Postby Dogwatcher » Thu Oct 09, 2014 12:40 pm

Meet the new scale-friendly Killer Python



Allen’s iconic Killer Pythons have been halved to treat size – a move aimed at bringing confectionery serves down to scale.

While the new treat size Killer Python weighs in at 24g, or 336kJ, compared to the original 47g, 630kJ version, it still has the same recipe, taste, stretchiness with no artificial colours that have made it a favourite after-sport treat for kids and adults alike.

The move is part of Nestlé’s efforts to help Australians better manage their health, by controlling the amount of food, especially treats, they eat.

Dietitian Melanie McGrice said that shrinking confectionery portions to a more appropriate single serve is one step in helping people control their nutritional intake.

“Controlling portion size is an effective, simple and reliable tool that is used in maintaining a balanced diet,” Ms McGrice said.

“A 10 year old can now run off a Killer Python in around 30 minutes. With the previous size, it would have taken almost an hour,” she said.

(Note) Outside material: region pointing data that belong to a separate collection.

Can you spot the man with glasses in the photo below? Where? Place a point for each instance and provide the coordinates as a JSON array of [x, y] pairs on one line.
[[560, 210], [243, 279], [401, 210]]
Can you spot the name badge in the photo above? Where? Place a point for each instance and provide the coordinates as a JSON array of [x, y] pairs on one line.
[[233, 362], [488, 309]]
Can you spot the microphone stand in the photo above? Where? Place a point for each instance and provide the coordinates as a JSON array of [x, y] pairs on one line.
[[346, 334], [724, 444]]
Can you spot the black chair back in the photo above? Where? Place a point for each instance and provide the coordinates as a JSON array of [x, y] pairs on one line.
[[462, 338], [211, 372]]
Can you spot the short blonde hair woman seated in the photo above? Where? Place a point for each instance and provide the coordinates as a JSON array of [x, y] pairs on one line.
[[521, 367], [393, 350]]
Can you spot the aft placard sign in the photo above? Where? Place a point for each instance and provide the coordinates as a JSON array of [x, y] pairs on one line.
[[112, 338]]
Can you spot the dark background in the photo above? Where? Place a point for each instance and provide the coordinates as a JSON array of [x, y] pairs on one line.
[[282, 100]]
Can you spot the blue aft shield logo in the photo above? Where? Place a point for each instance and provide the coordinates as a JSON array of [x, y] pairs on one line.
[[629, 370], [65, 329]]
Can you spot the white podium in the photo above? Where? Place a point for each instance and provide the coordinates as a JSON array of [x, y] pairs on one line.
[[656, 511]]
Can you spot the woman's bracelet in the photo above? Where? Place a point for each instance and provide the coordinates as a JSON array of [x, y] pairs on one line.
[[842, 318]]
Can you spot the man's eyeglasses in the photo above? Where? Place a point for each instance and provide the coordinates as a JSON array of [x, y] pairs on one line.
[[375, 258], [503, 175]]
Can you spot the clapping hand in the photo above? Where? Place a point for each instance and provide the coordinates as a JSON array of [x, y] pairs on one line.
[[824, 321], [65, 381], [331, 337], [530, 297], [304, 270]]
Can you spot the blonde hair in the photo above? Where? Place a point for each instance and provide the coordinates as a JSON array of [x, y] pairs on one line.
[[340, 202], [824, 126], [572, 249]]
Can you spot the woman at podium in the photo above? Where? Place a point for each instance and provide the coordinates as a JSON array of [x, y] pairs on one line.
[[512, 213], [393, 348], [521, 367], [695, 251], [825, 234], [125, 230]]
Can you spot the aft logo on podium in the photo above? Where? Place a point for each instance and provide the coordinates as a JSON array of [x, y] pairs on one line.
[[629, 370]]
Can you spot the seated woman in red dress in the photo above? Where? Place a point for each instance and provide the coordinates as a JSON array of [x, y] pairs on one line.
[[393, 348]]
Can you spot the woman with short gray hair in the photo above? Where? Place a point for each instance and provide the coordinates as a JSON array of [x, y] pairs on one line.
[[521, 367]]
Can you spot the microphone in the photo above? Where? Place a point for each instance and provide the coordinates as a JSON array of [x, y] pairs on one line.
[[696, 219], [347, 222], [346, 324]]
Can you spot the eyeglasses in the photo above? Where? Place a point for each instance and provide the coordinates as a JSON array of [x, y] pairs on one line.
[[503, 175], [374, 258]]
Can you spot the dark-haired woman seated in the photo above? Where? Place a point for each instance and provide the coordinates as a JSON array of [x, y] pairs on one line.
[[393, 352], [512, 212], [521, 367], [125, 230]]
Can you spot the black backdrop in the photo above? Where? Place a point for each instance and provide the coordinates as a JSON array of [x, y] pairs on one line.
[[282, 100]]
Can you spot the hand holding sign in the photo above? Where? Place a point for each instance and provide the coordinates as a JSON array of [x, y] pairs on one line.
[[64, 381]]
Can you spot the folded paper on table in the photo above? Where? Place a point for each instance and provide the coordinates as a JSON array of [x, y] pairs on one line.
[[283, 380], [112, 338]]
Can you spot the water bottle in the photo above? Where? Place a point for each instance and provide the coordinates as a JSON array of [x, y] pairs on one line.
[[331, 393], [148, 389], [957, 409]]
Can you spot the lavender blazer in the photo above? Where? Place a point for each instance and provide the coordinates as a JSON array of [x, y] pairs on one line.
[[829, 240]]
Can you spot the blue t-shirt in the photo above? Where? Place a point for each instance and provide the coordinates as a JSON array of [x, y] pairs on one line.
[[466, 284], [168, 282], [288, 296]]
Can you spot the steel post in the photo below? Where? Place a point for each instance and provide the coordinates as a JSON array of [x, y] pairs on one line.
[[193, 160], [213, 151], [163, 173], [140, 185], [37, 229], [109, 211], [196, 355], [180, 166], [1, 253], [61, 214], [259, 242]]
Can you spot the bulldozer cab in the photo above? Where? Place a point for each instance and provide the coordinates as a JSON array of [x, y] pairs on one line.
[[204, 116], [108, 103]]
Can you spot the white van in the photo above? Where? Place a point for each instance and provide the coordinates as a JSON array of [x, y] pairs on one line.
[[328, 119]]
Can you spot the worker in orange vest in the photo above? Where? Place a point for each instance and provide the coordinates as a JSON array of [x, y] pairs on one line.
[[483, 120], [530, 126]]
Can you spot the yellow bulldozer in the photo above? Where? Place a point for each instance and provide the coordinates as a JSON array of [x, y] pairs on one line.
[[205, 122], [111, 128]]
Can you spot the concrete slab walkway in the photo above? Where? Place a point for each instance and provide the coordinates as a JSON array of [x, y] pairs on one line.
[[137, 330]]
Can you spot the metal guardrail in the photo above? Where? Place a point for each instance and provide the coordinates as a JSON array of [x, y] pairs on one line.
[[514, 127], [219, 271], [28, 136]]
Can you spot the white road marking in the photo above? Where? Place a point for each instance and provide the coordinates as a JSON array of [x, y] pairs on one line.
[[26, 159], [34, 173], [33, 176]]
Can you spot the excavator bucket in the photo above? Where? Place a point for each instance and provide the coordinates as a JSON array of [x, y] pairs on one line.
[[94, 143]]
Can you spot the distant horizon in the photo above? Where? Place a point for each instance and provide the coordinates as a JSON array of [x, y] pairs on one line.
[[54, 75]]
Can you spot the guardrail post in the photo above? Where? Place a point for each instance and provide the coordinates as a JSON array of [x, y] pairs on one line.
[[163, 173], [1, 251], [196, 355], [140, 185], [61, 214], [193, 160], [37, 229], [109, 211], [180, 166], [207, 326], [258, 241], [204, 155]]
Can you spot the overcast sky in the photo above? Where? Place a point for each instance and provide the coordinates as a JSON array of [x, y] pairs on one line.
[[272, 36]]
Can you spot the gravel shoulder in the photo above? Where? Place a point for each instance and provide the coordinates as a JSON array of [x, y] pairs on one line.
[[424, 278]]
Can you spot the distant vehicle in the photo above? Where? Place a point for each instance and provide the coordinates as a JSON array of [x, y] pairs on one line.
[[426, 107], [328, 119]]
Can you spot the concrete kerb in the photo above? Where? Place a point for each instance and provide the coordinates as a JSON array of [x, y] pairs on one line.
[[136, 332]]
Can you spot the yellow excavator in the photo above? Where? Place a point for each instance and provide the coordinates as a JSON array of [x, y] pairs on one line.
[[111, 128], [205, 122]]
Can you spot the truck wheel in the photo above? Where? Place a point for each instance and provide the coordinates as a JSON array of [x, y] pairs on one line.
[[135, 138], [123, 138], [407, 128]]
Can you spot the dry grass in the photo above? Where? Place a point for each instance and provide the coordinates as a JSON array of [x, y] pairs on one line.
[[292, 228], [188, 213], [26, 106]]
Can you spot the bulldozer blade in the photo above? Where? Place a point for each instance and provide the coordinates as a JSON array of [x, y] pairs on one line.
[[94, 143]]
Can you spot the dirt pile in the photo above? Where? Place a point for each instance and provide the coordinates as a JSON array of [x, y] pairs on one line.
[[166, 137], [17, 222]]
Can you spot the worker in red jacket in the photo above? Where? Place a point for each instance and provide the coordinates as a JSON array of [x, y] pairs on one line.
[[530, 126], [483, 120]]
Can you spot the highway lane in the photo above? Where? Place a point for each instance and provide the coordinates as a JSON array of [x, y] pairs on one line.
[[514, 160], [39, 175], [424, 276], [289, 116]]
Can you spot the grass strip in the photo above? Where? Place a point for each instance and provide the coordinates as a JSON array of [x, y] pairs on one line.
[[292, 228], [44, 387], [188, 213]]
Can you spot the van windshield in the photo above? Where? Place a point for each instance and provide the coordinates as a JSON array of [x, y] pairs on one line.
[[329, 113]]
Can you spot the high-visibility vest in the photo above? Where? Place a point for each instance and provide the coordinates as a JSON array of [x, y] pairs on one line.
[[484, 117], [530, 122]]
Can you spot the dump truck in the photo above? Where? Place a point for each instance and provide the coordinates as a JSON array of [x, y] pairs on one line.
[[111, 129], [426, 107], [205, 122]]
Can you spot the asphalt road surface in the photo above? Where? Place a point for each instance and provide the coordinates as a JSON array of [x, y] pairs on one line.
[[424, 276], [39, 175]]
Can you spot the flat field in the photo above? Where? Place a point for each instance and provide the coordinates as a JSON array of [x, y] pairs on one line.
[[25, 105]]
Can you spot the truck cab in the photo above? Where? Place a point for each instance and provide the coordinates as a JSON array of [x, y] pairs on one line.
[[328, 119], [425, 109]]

"Experience working as a dietitian has shown me that telling people to cut all treat foods out of their diet is unrealistic and unachievable in the long term. A truly happy and healthy life comes through balance," added Ms McGrice.

Allen’s Killer Pythons will be one of the first products in Nestlé’s range to include a new consumer-friendly portion guidance device.

“From my experience people often can’t judge serving sizes. The portion guidance device clearly illustrates serving size and helps people enjoy their food, but know when to stop,” Ms McGrice said.

Nestlé General Manager – Confectionery, Martin Brown said that resizing the Killer Python is only the beginning of this Nestlé initiative.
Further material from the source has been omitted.